Violent crimes such as burglaries and assaults are often linked to drug activity, he said, pointing out that the last three murders to occur in and around the city were all drug-related.

The last such event was the 2005 execution-style murder of Saratoga Springs resident William Zachary, who police say was killed over a $250 crack-cocaine debt.

Among their activities last year, Saratoga Springs police arrested 11 men and women who they say were funneling crack from New York City into the area and imposing violence on addicts who couldn't pay.

Police also seized guns and drugs from a Franklin Street residence in November, and are investigating a shooting that occurred in December that is believed to be drug-related.

"My experience has always been that drug dealing is, by its very nature, violent," Murphy said this week. "I think it is absolutely vital that we hold the line on drug offenses."

Saratoga Springs police last week announced that they would eliminate their D.A.R.E. program in order to ease some of their budgetary burden, and have also found private donors willing to take over costs linked to the department's horse-mounted patrol.

Cole said more cost saving ideas are still being explored, but that the idea of moving dispatch services based at the Saratoga Springs department to the county level - offered last year as a way to save money - is likely dead.

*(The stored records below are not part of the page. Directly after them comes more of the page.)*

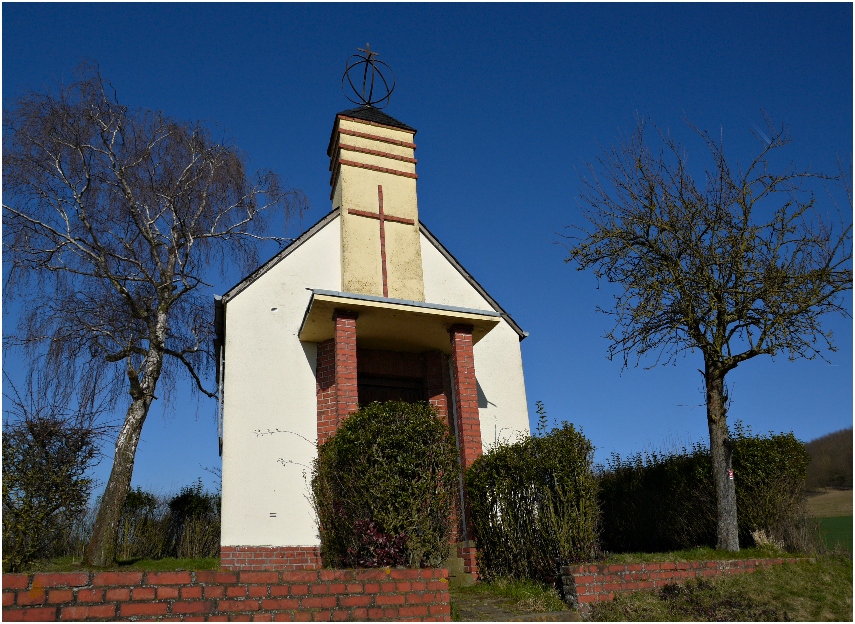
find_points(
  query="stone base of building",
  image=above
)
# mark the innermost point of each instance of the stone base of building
(270, 557)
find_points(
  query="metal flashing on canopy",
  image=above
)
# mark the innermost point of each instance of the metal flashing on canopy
(394, 324)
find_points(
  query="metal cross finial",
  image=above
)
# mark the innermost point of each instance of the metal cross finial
(367, 51)
(366, 96)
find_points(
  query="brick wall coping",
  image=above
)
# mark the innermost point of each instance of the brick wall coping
(588, 583)
(218, 595)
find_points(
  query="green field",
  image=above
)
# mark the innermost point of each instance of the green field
(837, 530)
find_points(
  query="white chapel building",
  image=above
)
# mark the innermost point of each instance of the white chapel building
(367, 305)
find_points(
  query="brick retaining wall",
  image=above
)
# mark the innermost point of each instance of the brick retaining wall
(321, 595)
(588, 583)
(259, 558)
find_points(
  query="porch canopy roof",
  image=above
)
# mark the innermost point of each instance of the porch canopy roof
(394, 324)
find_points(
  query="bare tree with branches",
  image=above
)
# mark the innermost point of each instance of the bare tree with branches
(113, 218)
(738, 267)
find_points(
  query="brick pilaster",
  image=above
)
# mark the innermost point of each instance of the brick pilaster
(326, 391)
(336, 382)
(465, 394)
(345, 363)
(468, 427)
(438, 384)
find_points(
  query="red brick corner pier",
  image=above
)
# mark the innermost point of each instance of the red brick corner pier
(588, 583)
(221, 596)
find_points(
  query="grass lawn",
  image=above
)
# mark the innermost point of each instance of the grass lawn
(169, 564)
(819, 591)
(501, 599)
(837, 532)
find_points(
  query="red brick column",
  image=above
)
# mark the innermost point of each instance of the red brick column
(438, 384)
(465, 394)
(335, 375)
(325, 388)
(468, 424)
(345, 363)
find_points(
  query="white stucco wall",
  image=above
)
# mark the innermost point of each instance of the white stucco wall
(270, 386)
(270, 399)
(502, 402)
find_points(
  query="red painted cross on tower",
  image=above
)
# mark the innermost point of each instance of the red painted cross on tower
(382, 217)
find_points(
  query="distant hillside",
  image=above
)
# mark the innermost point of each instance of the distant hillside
(831, 461)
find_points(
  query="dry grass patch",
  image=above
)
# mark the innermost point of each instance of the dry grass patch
(818, 592)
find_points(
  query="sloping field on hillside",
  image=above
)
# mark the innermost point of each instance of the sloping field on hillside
(831, 503)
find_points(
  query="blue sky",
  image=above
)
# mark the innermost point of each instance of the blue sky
(510, 102)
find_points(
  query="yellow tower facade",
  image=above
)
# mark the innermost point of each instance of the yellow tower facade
(373, 178)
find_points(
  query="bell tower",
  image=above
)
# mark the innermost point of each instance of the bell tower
(373, 179)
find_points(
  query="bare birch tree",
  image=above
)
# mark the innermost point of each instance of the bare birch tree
(113, 218)
(739, 266)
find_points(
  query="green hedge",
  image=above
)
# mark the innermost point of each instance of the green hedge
(385, 487)
(534, 505)
(666, 501)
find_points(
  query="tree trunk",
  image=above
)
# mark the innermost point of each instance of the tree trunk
(101, 550)
(721, 451)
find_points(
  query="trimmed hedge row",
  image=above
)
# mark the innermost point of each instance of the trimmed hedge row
(661, 502)
(534, 505)
(384, 488)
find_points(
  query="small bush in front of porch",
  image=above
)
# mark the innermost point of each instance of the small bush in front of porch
(384, 488)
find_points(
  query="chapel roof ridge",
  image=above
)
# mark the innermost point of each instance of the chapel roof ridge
(375, 115)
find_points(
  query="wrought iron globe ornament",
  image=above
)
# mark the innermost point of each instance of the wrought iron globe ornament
(375, 90)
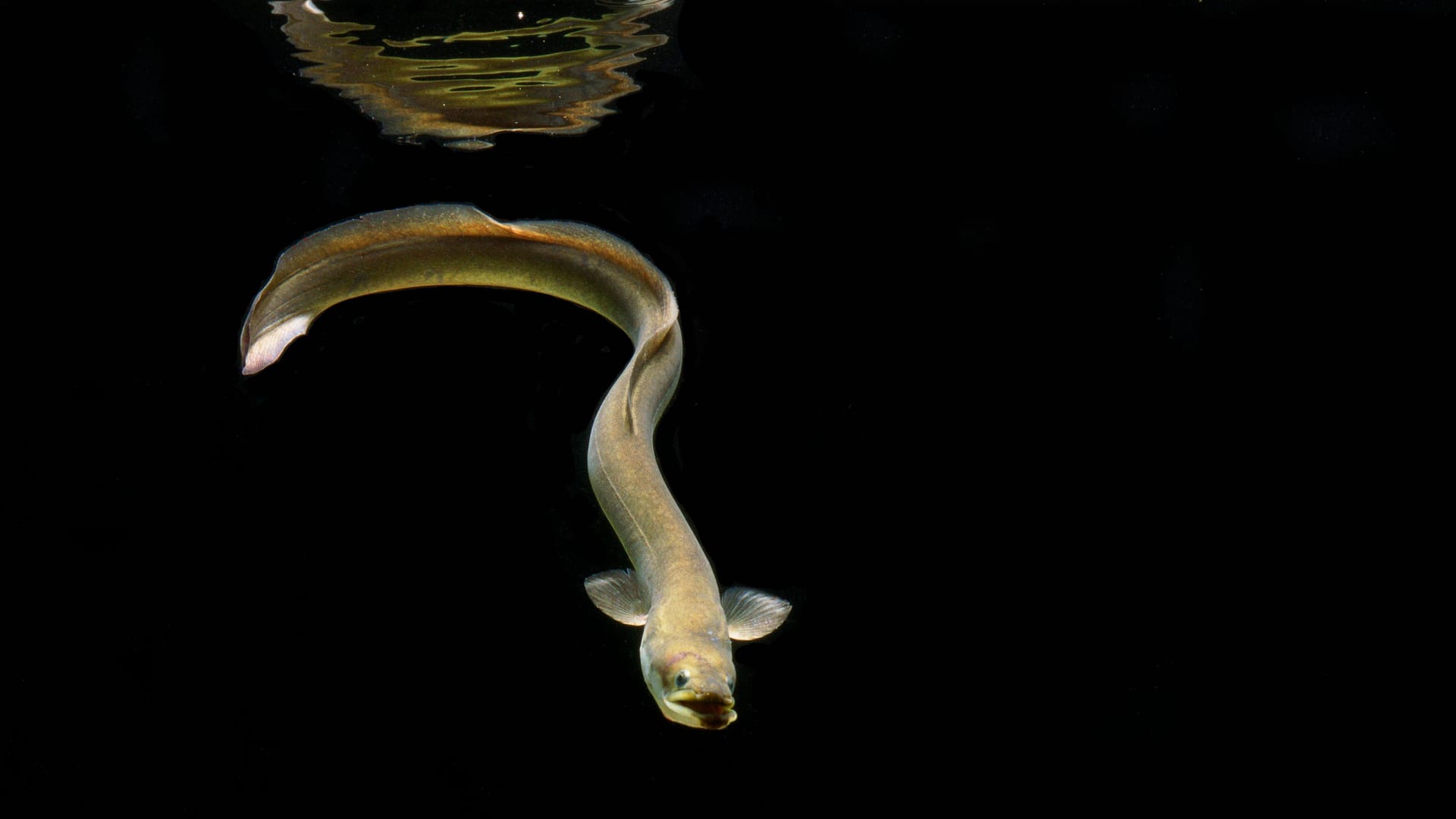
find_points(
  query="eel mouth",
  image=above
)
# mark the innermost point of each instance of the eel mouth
(707, 710)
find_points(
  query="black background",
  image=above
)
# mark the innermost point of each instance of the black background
(1027, 350)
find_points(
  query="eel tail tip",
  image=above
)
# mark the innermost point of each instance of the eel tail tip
(264, 350)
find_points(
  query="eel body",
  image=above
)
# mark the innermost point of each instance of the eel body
(686, 651)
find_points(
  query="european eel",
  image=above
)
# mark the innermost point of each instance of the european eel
(672, 592)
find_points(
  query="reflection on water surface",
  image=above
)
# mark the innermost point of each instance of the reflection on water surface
(463, 74)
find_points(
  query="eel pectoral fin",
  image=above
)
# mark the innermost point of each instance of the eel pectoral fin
(619, 596)
(753, 614)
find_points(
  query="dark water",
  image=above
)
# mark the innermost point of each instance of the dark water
(1028, 352)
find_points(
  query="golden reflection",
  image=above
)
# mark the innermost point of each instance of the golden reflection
(549, 74)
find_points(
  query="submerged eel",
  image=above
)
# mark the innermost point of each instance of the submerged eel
(688, 626)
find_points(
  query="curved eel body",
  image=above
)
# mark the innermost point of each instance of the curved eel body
(688, 626)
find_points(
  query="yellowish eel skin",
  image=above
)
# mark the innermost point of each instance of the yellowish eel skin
(688, 626)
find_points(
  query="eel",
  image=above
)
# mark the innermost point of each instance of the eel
(688, 626)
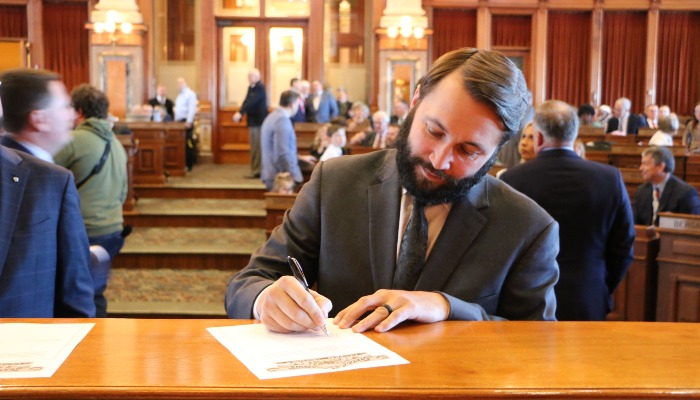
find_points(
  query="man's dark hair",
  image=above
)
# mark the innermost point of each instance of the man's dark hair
(288, 97)
(660, 155)
(586, 109)
(90, 101)
(557, 120)
(490, 78)
(22, 91)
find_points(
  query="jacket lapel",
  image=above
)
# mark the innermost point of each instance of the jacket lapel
(462, 226)
(13, 179)
(384, 201)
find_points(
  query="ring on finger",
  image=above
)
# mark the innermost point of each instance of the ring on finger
(388, 308)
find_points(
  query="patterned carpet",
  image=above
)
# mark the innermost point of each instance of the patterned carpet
(193, 240)
(167, 291)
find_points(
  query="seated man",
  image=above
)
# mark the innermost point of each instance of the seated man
(623, 121)
(420, 232)
(662, 191)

After the suggestion was made to move the city's dispatch operations to the Saratoga County Sheriff's Department last year, Cole and other city public safety officials met with Sheriff James Bowen to discuss the issue.

It quickly became apparent that dispatchers in Saratoga Springs, who keep and maintain records and perform other clerical work, could not be replicated at the county level, Cole said.

"We were all in agreement that the service that our dispatchers provide can not be done by the county," he said.

Saratoga County dispatchers did, however, receive fewer calls for service last year, information provided by the sheriff's department shows.

In all, the department received 78,062 calls for service in 2009, a 3 percent decline from the year prior, the information shows.

The sheriff's department also made fewer arrests - 1,252 in 2009 versus 1,263 in 2008 - statistics show.

Saratoga County Sheriff James Bowen did not return several requests for an interview, but Undersheriff Michael Woodcock suggested the numbers reflect the area's relative economic stability and stern enforcement efforts.

"It's hard to pinpoint one thing that dictates crime rate, but the fact that we do make arrests and the district attorney prosecutes them with fervor does play a role," Woodcock said.